The launch serves a number of purposes, from broadening the Shanghai bourse’s international reach, to strengthening China’s clout in commodity and currency markets and Hong Kong’s status as a financial center.

Trading will be conducted in yuan and settled by cash or physical delivery, including to the new vault operated by Bank of China Ltd.’s Hong Kong unit, the SGE said in a statement. The two contracts covering different purity levels will debut on Thursday. To attract traders, the exchange said it’ll waive fees at the vault through the end of the year.

As the world’s top producer and consumer of gold, China wants to wield greater influence in pricing the commodity. The denomination of the SGE’s new contracts is particularly important given Beijing’s ambition to reduce reliance on the US dollar and promote wider use of the yuan in international trade.

“The buying and selling of gold at the new vault will also significantly improve the transaction volume of offshore yuan,” said Doris Bao, the founder of Gold Harvest Consulting. “The vault also means that China can now import gold in yuan rather than dollars,” further supporting de-dollarization, said Bao, who is also a consultant for London Bullion Market Association.

The SGE was established in 2002 by the People’s Bank of China as the country’s primary platform for trading bullion. In 2014, it set up the International Board to allow foreigners to participate directly in China’s market. That effort is now accelerating for other commodities. The Shanghai Futures Exchange, the country’s top venue for trading raw materials, recently unveiled a proposal to enhance access to overseas investors.

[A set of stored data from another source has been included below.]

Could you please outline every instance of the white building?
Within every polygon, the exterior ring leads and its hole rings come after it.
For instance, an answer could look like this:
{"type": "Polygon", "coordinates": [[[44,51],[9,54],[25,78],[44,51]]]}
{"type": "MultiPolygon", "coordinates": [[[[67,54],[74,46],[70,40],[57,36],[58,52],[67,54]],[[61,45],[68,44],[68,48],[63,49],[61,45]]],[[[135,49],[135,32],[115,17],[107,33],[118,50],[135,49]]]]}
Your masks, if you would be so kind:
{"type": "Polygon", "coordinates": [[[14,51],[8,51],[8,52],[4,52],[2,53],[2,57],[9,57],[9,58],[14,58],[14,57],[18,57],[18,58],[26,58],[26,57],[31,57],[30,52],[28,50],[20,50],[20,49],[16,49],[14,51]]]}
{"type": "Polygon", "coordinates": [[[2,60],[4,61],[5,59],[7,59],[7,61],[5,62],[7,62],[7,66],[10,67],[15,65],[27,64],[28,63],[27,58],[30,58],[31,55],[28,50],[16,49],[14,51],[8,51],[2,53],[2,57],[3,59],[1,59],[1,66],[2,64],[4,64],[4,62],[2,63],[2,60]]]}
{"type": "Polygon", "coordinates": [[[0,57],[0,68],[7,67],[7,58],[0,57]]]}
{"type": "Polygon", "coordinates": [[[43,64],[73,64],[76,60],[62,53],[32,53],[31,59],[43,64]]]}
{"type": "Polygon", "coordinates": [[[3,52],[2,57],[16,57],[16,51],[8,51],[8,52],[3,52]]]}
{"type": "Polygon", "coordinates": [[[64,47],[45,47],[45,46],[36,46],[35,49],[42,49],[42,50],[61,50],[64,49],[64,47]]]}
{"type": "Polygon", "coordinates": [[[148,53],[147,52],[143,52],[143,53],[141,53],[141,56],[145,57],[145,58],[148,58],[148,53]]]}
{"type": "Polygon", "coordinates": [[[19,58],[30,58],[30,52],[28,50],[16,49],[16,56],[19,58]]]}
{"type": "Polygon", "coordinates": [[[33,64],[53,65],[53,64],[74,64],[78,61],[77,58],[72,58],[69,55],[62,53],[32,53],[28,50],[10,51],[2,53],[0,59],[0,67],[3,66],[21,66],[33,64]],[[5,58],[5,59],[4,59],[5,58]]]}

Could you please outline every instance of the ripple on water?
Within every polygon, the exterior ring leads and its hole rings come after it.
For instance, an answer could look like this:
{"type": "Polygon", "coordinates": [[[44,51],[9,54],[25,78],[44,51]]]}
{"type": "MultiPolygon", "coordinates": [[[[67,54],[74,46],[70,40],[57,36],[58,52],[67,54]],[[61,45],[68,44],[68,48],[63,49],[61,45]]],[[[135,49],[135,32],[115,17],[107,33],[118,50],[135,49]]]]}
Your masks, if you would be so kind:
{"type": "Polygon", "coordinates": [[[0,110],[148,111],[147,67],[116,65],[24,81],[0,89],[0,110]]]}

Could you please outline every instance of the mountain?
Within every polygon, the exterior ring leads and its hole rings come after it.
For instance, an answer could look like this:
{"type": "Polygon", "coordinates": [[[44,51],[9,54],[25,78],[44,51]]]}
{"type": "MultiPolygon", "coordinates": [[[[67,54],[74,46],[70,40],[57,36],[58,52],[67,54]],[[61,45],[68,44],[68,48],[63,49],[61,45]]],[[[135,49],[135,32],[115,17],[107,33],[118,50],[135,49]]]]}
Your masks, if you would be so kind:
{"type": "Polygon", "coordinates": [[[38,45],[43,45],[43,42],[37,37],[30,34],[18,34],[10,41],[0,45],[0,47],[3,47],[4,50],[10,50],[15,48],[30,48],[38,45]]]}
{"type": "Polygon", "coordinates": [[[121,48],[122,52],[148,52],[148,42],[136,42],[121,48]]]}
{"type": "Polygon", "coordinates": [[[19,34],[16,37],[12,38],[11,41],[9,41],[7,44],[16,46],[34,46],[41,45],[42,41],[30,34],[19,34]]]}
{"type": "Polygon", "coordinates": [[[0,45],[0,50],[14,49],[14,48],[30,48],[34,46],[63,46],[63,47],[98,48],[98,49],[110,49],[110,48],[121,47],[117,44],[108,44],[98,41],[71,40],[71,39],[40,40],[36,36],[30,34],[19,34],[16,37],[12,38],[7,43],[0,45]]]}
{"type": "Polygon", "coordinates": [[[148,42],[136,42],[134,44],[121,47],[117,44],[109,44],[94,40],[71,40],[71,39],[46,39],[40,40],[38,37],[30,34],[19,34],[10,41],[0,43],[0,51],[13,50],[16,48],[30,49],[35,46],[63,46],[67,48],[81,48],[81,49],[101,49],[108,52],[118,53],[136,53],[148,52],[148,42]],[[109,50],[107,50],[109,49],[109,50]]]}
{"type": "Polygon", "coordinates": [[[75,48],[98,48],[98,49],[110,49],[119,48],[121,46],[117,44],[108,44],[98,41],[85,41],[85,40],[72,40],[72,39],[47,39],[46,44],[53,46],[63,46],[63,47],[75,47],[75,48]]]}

Although the SGE is the single largest exchange for physical gold, London remains the market’s undisputed center. Other hubs including Singapore are also trying to wrest some of the action away from the centuries-old UK market. Interest has only grown after the precious metal staged a massive rally to record levels, with prices more than doubling since the turn of the decade.

Much of gold’s appeal is its reputation as a reliable store of value, and China’s central bank has been a major buyer over the past three years, in part to diversify reserves away from the dollar.

Hong Kong, meanwhile, is a well-established banking center that’s seeking to keep pace with the expansion of other financial hubs in the region. The former British colony has a plan to bolster its presence in commodities, from warehousing to trading and logistical services across markets, including bullion.

“It’ll bring, if anything, more comfort for new players to enter the game,” said Joshua Rotbart the founder and managing partner at gold dealer J. Rotbart & Co. However, there are still some questions that could pose potential hurdles for the exchange to become truly global, he said.

“Limiting the access to the Hong Kong facility, in the same manner international players are limited in terms of being able to operate in the mainland, will definitely undermine the project,” Rotbart said.